É por esta razão que mulheres cariocas e paulistanas, por exemplo, expressam uma tônica diferente, nem sempre compreensível mas facilmente identificável no dia a dia. No mapa de cada uma dessas cidades, Lua e Vênus ocupam signos diversos e estão envolvidas em aspectos diferenciados, gerando moldes específicos de comportamento coletivo.
Qualquer visitante é capaz de perceber o oceano de diferença que há entre a sóbria e sensível curitibana (Lua em Capricórnio, Vênus em Peixes em conjunção com Netuno) e a atirada e possessiva recifense (Lua em Áries, Vênus em Touro em quadratura com Plutão). Isso não significa que todas as mulheres dessas cidades sejam assim. Mas é um modelo coletivo que, quando incorporado e explicitado por uma mulher formadora de opinião, tende a ser subliminarmente reconhecido e imitado. É, enfim, um padrão de referência compartilhado.
No caso dos homens, a cultura brasileira sempre deu mais espaço para que expressassem de maneira mais plena os valores dos mapas de suas respectivas cidades ou regiões. Já no caso das mulheres, o patriarcalismo e o conservadorismo que imperaram até bem pouco tempo inibiram em parte os modelos coletivos que fugissem do padrão recatado e submisso. Um caso típico é o Rio de Janeiro, cujo mapa apresenta a Lua em Peixes (a mulher hiperfeminina, sensível, rítmica e musical), mas em quadratura com Netuno e Urano.
Quanto a Netuno, nenhum problema: a carioca sempre teve a permissão cultural para manifestar sua dimensão mística, psíquica e seus dotes de boa dançarina (Lua-Netuno). Mas, e quanto ao contato Lua-Urano, que coloca em evidência uma certa rudeza e um extremado amor pela liberdade?
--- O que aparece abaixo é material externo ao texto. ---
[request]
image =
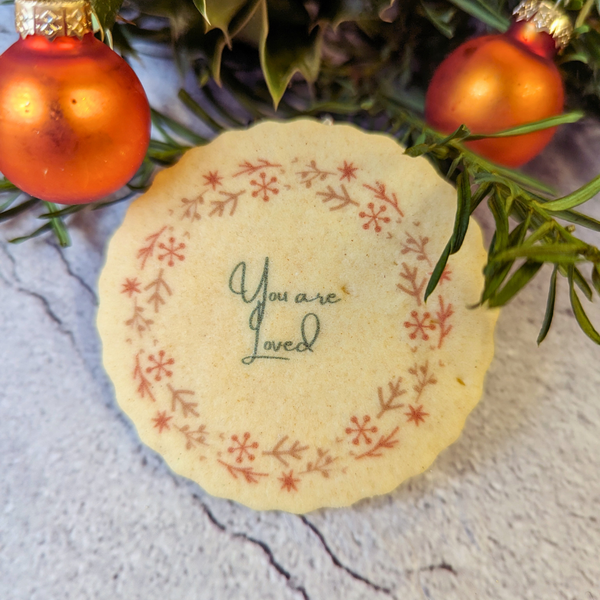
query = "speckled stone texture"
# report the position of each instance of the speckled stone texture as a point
(509, 511)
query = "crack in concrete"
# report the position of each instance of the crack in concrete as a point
(18, 286)
(443, 565)
(262, 545)
(91, 292)
(340, 565)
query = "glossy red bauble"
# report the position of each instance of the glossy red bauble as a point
(74, 119)
(497, 82)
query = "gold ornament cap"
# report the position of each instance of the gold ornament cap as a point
(53, 18)
(546, 17)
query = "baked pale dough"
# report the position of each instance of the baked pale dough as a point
(263, 322)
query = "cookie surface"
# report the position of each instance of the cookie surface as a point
(263, 324)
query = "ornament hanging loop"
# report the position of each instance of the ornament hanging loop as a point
(53, 18)
(546, 17)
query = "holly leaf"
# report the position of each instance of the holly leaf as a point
(201, 6)
(106, 11)
(217, 38)
(287, 45)
(219, 14)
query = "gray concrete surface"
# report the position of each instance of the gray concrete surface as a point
(510, 511)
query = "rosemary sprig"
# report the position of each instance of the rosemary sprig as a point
(527, 218)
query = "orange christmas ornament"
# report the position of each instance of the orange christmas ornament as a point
(74, 118)
(497, 82)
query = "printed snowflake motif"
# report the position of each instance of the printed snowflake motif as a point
(347, 171)
(264, 187)
(361, 430)
(171, 251)
(419, 325)
(242, 447)
(288, 481)
(160, 366)
(131, 286)
(445, 276)
(213, 179)
(374, 217)
(161, 421)
(416, 414)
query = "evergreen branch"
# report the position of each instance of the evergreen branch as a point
(536, 239)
E Vênus em Aquário, em conjunção com Marte, como a indicar que a mulher carioca quer ser tratada em bases igualitárias (Aquário) e tende a conjugar sem maiores conflitos o desejo (Vênus) e o sexo (Marte)?
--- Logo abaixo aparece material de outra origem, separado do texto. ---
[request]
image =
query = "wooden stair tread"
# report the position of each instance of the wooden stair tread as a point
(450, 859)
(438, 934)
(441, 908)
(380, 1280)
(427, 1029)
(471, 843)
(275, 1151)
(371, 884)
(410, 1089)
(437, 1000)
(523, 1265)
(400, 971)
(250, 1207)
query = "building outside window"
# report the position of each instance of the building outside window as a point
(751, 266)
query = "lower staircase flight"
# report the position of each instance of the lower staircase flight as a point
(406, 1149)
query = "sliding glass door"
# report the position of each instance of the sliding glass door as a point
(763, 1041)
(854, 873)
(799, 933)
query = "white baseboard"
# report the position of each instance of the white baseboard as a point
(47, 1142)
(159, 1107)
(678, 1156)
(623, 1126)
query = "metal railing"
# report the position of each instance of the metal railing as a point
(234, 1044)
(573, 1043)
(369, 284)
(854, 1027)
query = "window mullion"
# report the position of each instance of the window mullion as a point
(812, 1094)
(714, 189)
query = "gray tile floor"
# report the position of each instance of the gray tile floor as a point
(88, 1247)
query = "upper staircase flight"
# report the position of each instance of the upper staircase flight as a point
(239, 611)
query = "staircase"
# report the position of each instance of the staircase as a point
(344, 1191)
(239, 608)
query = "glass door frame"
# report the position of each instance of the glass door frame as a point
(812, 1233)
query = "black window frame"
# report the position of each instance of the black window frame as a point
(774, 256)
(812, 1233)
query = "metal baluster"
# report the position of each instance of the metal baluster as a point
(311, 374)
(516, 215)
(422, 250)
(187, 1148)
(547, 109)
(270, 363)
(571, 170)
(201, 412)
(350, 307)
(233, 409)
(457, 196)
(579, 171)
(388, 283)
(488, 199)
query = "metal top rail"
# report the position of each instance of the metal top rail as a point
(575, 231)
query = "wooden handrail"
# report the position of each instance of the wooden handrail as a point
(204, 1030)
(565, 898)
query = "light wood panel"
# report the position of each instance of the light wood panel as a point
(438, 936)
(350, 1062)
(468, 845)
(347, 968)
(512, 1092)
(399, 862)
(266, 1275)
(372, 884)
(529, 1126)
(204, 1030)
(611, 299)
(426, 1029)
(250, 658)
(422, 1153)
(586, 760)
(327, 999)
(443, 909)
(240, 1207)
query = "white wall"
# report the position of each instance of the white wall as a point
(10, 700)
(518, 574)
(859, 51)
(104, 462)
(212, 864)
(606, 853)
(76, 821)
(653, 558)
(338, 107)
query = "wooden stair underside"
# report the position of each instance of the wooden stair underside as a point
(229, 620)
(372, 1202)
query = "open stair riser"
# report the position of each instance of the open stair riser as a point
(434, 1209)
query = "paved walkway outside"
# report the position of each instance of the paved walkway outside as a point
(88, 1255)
É lógico que tais facetas permaneceram razoavelmente ocultas ou reprimidas durante boa parte da história da cidade, já que os valores da cultura hegemônica, fundamentalmente machistas, não davam espaço para sua manifestação.
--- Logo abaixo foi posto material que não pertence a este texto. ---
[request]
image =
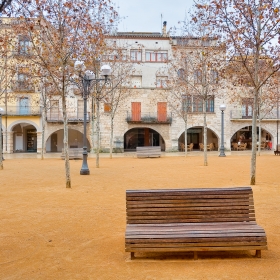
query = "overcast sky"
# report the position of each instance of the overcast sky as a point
(145, 15)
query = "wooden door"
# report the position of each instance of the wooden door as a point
(54, 142)
(247, 108)
(162, 111)
(136, 111)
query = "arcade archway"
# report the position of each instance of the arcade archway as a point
(55, 140)
(140, 137)
(244, 136)
(195, 136)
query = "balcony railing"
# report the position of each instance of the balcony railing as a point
(22, 87)
(240, 114)
(152, 118)
(72, 116)
(22, 111)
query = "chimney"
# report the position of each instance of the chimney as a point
(164, 29)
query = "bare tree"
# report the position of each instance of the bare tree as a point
(62, 32)
(250, 30)
(122, 69)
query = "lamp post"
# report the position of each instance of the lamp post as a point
(1, 146)
(87, 79)
(222, 148)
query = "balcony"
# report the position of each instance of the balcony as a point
(22, 111)
(22, 87)
(73, 117)
(241, 115)
(149, 118)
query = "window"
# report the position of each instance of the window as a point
(195, 104)
(162, 111)
(54, 110)
(213, 77)
(107, 107)
(136, 81)
(115, 55)
(22, 81)
(80, 109)
(187, 104)
(161, 82)
(198, 77)
(247, 108)
(181, 74)
(136, 55)
(24, 45)
(23, 106)
(136, 111)
(152, 56)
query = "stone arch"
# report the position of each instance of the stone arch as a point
(195, 136)
(211, 128)
(154, 140)
(54, 129)
(13, 124)
(54, 141)
(244, 132)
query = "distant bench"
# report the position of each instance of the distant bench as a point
(74, 153)
(182, 220)
(148, 151)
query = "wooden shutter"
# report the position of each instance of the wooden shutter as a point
(136, 111)
(107, 107)
(162, 111)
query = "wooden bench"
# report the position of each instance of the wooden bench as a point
(74, 153)
(148, 151)
(182, 220)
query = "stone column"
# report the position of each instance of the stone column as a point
(8, 142)
(39, 142)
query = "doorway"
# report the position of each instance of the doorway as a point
(31, 140)
(54, 142)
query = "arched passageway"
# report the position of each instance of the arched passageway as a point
(244, 136)
(195, 136)
(24, 138)
(140, 137)
(55, 141)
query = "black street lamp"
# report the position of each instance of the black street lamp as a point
(1, 146)
(222, 148)
(87, 79)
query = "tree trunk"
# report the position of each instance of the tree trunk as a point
(254, 142)
(98, 132)
(260, 134)
(1, 146)
(92, 124)
(65, 142)
(43, 132)
(186, 138)
(205, 133)
(111, 137)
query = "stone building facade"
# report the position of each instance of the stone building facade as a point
(144, 118)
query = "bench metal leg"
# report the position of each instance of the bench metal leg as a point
(258, 253)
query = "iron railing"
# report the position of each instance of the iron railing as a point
(240, 114)
(72, 116)
(22, 87)
(149, 118)
(22, 111)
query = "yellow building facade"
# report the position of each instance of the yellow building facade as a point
(19, 91)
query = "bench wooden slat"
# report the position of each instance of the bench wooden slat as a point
(148, 151)
(198, 249)
(201, 219)
(74, 153)
(186, 191)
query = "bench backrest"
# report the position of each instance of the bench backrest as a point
(190, 205)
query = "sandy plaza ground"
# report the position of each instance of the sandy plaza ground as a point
(50, 232)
Na mulher carioca, o componente arquetípico de comportamento determinado pela conjugação Aquário-Marte-Urano expressa independência, liberação, igualdade sexual, franqueza, objetividade e uma certa aversão ao compromisso. Uma das primeiras mulheres a assumir publicamente todo este conjunto de conteúdos foi Chiquinha Gonzaga. E por quê? Em primeiro lugar, porque ela própria tem em seu mapa uma ênfase Áquario-Urano-Marte; em segundo, porque a oposição Marte-Mercúrio do mapa de Chiquinha faz quadratura praticamente exata à oposição de Marte e Vênus a Saturno no mapa do Rio de Janeiro.
O desenho resultante é uma Grande Quadratura, ou seja, um quadrado unindo todos os signos fixos. Tais contatos planetários fizeram de Chiquinha uma espécie de canal privilegiado para expressar conteúdos que jaziam latentes do imaginário coletivo de toda a comunidade. Ela é uma das primeiras cariocas a viver plenamente tal modelo e, da mesma forma que era hostilizada em público, despertava também um secreto fascínio.
Foi a precursora da profissional bem sucedida que vai tomar chope com os colegas do sexo masculino no final do expediente. Foi a precursora da mulher separada que cria os filhos sozinha. E pagou muito caro por isso.
Chiquinha Gonzaga foi uma espécie de símbolo vivo da Lua uranizada e da Vênus aquariana do mapa do Rio. E, considerada a enorme influência do Rio na moldagem do comportamento do Brasil como um todo, a velha “pianeira” representou um marco importantíssimo na progressiva transformação do status da mulher brasileira, de mero utensílio doméstico para a condição de ser humano pleno.